The Dow had ended Monday down 0.28 percent, while the S&P 500 lost 0.53 percent and the Nasdaq 0.56 percent. The pan-European FTSEurofirst 300 index fell 0.85 percent, led by a near-4 percent drop in Italian banks.
Worries about Italy’s banking system are building ahead of a Dec. 4 referendum on constitutional reform, which could decide the political future of Prime Minister Matteo Renzi.
“Citi’s base case is for a NO vote to prevail with political uncertainties likely to remain elevated over the near-term,” wrote analysts at Citi.
“It’s worth watching whether PM Renzi resigns in the event of a No vote as promised, before rushing into euro shorts.”
RED HOT METAL
The political risk kept the euro restrained despite the pullback in the dollar. The common currency was pinned at $1.0606, after failing to hold an 11-day high of $1.0686.

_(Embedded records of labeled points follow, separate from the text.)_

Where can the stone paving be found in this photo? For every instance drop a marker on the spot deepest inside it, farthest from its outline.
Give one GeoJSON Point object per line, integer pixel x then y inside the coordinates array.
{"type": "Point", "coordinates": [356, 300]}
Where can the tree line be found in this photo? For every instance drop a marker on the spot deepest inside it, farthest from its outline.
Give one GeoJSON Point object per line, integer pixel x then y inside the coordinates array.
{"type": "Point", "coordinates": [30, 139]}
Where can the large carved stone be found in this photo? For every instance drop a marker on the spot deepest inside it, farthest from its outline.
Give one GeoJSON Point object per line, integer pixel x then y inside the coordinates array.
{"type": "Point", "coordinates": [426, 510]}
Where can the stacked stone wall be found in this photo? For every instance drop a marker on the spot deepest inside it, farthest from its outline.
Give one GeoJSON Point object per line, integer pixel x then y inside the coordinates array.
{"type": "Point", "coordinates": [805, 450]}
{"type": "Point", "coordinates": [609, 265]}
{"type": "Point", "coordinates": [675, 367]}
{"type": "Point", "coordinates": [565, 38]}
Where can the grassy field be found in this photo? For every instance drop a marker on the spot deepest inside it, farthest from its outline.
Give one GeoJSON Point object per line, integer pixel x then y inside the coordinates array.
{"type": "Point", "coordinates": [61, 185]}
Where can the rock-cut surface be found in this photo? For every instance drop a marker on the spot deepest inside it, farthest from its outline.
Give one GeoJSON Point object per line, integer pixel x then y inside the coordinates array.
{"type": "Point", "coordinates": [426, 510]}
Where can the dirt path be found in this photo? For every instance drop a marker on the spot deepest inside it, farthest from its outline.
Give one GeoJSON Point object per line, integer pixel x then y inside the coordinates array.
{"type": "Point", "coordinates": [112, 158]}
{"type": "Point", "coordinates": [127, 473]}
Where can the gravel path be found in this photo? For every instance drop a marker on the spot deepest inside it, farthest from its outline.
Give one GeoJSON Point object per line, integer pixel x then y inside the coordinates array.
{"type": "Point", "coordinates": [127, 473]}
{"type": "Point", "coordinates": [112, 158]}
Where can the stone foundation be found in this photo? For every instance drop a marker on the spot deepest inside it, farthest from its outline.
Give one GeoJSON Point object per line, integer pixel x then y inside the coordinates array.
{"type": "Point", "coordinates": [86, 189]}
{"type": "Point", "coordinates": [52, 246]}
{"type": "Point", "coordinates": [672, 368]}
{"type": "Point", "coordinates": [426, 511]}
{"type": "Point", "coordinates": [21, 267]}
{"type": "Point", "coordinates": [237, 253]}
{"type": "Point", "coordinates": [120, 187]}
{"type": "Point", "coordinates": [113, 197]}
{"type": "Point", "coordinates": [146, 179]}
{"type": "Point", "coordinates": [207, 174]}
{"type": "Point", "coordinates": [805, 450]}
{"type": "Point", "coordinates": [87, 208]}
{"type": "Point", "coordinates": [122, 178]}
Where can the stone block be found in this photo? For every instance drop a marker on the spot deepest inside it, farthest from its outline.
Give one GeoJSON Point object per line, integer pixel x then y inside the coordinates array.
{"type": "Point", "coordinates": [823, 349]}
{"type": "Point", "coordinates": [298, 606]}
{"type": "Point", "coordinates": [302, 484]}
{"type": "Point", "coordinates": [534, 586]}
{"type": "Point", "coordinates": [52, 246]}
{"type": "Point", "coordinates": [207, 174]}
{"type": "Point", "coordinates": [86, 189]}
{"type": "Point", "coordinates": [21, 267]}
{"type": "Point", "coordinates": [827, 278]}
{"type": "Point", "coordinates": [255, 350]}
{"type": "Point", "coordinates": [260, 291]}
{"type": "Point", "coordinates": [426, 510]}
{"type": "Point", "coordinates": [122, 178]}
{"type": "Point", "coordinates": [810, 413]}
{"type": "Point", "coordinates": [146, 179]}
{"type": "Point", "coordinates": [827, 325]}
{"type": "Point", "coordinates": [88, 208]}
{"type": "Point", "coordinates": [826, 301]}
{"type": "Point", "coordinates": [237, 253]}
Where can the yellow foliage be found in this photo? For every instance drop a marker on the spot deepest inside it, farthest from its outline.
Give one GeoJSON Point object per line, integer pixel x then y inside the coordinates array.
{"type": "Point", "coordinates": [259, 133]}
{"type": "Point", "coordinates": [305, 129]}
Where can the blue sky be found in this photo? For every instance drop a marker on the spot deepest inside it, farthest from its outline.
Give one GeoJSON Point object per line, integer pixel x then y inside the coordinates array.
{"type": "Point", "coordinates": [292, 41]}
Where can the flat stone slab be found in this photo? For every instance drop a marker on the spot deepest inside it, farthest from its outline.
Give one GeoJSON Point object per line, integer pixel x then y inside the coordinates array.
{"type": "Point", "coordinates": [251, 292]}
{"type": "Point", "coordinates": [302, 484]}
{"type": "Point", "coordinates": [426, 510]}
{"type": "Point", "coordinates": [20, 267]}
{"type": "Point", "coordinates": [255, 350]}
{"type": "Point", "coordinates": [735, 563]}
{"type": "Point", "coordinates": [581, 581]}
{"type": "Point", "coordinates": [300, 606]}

Citi sees major chart support at $1.0458-1.0523, a region also capturing the post-U.S. election low of $1.0518.
The dollar was again moving higher on the yen to reach 112.18, after profit-taking pulled it down as far as 111.58. It remains 7 percent higher for the month.
Dealers reported Japanese buying for the new month with orders today settling on Dec. 1. Against a basket of currencies, the dollar held at 101.270 and not far from last week’s 14-year peak.
The greenback was still on track for its strongest two-month gain since early 2015, underpinned by expectations the Federal Reserve is almost certain to hike interest rates next month.
Yields on two-year Treasury paper have already hit their highest since early 2010 in anticipation, greatly fattening its premium over European and Japanese debt.
In commodity markets, investors anxiously awaited an OPEC meeting on Wednesday with none any wiser on whether producers will agree to lasting output cuts.
U.S. crude was last off 25 cents at $46.83 a barrel, after seesawing wildly on Monday. Brent eased 28 cents to $47.96. Traders fear a major selloff should OPEC fail to reach a deal after so much wrangling.
Industrial metals extended their blistering rally, generating a welcome inflationary pulse in the global economy.
Iron ore futures traded in China surged to their highest since early 2014, while zinc touched a nine-year peak and lead a five-year top.
Closures of steel plants in China have tightened supply while Beijing has approved a string of massive infrastructure projects, including a $36 billion railway plan just this week.